E infatti la coalizione  che comprende la Lista per Tsipras, il guappo della Plaka che forse a qualcuna ricorda i robusti e scanzonati giovanotti del servizio d’ordine del Pci, peccato che lui sia si,  nel servizio d’ordine, ma della troika, ha finito per avere molte affinità con quel sodalizio stretto tra sindacati e confindustria, quel patto francamente osceno stipulato dalle parti sociali perché il completamento del processo dell’Unione europea riassuma le fattezze della radiosa visione di Ventotene.

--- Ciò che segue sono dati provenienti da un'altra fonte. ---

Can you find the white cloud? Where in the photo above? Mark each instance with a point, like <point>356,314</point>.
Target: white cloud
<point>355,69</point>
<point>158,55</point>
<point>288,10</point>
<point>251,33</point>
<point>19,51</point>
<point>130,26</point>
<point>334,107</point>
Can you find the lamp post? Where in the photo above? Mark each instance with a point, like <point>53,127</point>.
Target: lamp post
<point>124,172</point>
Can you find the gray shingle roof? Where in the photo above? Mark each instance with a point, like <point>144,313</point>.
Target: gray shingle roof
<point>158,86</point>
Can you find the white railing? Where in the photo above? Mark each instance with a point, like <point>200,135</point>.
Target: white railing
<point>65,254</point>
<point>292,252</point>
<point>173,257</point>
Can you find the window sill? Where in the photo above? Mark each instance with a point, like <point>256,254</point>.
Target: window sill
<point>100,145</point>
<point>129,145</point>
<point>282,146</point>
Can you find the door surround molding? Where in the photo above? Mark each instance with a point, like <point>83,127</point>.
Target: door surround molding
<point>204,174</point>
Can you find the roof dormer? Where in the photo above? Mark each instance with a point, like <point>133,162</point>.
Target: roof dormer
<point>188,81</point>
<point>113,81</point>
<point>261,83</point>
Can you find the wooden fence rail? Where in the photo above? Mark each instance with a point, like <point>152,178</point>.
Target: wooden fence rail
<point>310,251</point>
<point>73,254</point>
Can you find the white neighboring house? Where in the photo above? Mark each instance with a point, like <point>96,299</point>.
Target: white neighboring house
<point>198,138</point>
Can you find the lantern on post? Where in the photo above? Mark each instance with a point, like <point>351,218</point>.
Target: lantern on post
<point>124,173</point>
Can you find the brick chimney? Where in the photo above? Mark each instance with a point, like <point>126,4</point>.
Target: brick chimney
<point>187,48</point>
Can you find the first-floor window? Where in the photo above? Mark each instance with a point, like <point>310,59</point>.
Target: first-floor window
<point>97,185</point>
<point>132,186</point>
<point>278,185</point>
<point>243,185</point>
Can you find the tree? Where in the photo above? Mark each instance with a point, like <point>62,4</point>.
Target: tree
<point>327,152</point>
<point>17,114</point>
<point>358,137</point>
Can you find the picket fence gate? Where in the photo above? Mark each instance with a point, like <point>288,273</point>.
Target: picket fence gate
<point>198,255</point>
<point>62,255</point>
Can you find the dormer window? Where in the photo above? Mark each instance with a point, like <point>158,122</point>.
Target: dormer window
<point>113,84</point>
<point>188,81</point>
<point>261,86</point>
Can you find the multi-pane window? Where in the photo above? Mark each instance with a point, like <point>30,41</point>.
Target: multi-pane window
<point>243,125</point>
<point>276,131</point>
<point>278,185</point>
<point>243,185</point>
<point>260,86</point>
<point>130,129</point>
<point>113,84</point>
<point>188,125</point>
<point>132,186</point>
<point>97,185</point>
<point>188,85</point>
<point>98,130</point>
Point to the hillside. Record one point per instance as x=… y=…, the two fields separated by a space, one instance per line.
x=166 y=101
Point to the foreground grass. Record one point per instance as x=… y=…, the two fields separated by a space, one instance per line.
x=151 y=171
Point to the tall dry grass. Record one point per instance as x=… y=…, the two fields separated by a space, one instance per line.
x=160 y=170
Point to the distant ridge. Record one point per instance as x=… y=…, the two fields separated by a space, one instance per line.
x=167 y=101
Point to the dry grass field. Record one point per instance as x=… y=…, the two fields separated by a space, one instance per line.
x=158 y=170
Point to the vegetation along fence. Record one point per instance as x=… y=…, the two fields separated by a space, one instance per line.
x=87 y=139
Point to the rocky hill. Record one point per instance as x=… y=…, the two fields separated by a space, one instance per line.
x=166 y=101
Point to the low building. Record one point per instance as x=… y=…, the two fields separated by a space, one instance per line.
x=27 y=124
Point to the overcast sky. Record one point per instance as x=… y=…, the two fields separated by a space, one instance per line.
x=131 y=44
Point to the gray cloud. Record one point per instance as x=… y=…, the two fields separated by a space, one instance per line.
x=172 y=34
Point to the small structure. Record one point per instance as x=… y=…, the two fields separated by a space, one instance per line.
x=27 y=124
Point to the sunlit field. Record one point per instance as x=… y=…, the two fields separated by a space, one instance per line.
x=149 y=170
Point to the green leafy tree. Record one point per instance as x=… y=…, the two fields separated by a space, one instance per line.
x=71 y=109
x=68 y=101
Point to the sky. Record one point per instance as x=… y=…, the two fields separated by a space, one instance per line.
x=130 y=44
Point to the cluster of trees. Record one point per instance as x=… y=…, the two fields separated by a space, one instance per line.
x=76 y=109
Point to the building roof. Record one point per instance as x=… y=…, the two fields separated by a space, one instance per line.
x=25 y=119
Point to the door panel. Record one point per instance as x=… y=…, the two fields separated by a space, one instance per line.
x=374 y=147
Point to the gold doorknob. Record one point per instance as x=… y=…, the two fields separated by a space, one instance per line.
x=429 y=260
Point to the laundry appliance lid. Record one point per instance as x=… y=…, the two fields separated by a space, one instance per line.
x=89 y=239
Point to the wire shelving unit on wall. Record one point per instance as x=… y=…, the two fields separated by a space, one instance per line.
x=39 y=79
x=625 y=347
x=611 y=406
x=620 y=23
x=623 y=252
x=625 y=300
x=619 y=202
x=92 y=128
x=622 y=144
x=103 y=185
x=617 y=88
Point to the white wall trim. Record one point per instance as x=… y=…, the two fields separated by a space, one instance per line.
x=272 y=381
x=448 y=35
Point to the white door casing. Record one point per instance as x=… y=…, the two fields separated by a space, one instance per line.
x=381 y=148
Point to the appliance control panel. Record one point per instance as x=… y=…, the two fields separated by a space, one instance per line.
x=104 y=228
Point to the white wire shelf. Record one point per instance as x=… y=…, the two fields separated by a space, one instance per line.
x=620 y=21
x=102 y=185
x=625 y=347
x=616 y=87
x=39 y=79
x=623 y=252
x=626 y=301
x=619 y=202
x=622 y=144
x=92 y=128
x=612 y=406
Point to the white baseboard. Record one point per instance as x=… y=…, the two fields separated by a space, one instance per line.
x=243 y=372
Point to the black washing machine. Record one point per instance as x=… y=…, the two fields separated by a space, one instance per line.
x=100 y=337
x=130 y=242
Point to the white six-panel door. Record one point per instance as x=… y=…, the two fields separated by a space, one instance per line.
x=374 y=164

Come se la garanzia “di una pace duratura in tutto il nostro continente” non rammenti il famoso motto di Galbraith: opulenza privata e pubblica miseria, concordia in casa quindi e conflitti fuori, per razziare, sfruttare e ridurre in servitù, oltre il mediterraneo ma perfino oltre confini vicinissimi come nelle geografie dell’ex Jugoslavia, e come se quell’utopia che “ha unito i cittadini europei attorno ai valori fondamentali dei diritti umani, della democrazia, della libertà, della solidarietà e dell’uguaglianza”, non venga ogni giorno abbattuta come la statua di un regime aborrito perché ostacola crescita e ordine, quello delle democrazie nate dalle resistenze nazionali e dalle loro carte costituenti.

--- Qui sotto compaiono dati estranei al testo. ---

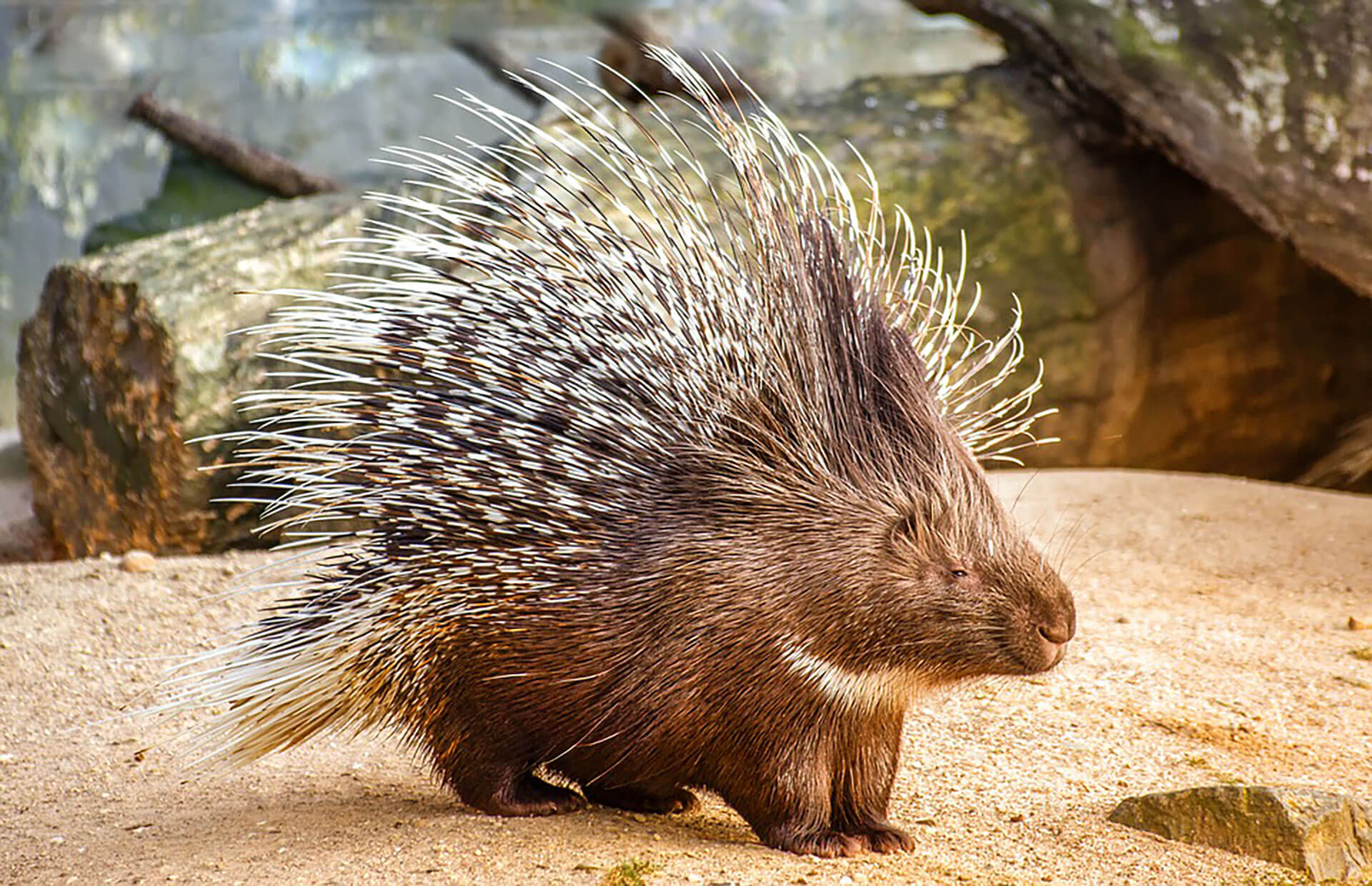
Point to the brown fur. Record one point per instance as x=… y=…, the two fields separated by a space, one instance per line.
x=704 y=520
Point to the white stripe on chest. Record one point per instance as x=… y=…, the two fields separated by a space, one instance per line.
x=854 y=690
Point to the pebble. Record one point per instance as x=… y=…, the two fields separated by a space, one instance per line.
x=137 y=562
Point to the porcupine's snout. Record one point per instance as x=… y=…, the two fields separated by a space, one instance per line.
x=1051 y=624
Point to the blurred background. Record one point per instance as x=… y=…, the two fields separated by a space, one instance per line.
x=1176 y=192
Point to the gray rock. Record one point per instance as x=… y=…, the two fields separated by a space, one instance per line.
x=1266 y=102
x=1327 y=835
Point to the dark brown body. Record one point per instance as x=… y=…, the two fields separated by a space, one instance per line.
x=770 y=664
x=682 y=501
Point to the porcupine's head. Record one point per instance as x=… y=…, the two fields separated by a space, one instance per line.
x=583 y=365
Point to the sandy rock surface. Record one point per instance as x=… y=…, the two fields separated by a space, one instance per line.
x=1213 y=647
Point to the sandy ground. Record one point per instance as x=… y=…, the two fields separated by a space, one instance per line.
x=1213 y=647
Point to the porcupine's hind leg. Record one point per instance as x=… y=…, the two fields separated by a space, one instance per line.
x=494 y=775
x=784 y=792
x=638 y=799
x=865 y=771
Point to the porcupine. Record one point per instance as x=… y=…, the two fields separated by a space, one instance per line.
x=680 y=495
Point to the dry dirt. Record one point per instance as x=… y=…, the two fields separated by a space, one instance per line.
x=1213 y=647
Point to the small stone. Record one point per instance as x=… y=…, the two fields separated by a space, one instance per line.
x=1323 y=835
x=137 y=562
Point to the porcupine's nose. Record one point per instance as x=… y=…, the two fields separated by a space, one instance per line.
x=1054 y=635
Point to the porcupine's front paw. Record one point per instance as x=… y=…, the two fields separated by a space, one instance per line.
x=525 y=796
x=641 y=800
x=880 y=835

Il fatto è che l’unità Europea, «Un tema enorme, dice Rossanda, perché oggi l’Unione e l’Italia debbono decidere l’orientamento, la direzione di questo continente», è diventato un atto di fede da celebrare pena l’espulsione da quel consorzio civile che accoglie gli immigrati che servono, a cominciare dalle immigrate sulle quali le privilegiate possono scaricare il lavoro della riproduzione e della cura, senza mettere in discussione le cause che sradicano popolazioni dalla loro terra, per guerra, paura, fame e sete, che condanna il fascismo al Salone del Libro, ma finge di non vedere quello in fabbrica, nei magazzini di Amazon, nei call center di Eni e Tim, nelle buone scuole, nelle piazze, nelle banche criminali. O un autodafé, la proclamazione pubblica della nostra colpa per aver vissuto sopra le possibilità concesse dal capitalismo quando gli servivano cittadini convertiti in consumatori, obliteranti pronti a ubbidire in cambio di standard minimi di benessere, in cambio di libertà e autonomie limitate, desideranti da appagare con la promessa di una futura sicurezza conquistata a suon di rate, mutui, assicurazioni e bolle, tutti ormai condannati a abiura e rinuncia di diritti e autodeterminazione.

L’obiettivo che si è data questo fittizio organismo “sovranazionale”  è quello di annullare la volontà e capacità delle classi subalterne di incidere sul processo decisionale per quanto riguarda il bilancio pubblico e le politiche economiche e sociali, per favorire  la riduzione e l’annullamento della sovranità democratica diminuendo e aggirando i parlamenti e rafforzamento gli esecutivi nominati da Bruxelles e dall’asse anche quella differenziata che ha siglato il Trattato di Aquisgrana  per promuovere e rafforzare profitto su scala mondiale.

«Quando avevo 18 anni, riporta il Manifesto compiaciuto le parole di Rossanda, mai mi sarei sognata di accettare un lavoro precario per anni, e non capisco come facciamo oggi a sopportarlo». Lo capiscono benissimo quelli che non sono nati illuminati, che non appartengono a dinastie e cerchie del privilegio, quelli che si sbattono per un sotto e para contratto precario, quelli che non sono rampolli di intelligenze critiche mandati a formarsi nelle capitali dell’impero oltreoceano, quelli che non basta la raccomandazione e nemmeno anni di parcheggio nei diplomifici per vedersi concedere un incarico.

Non saranno le elette a essere lasciate sole, sono loro che hanno lasciato soli noi.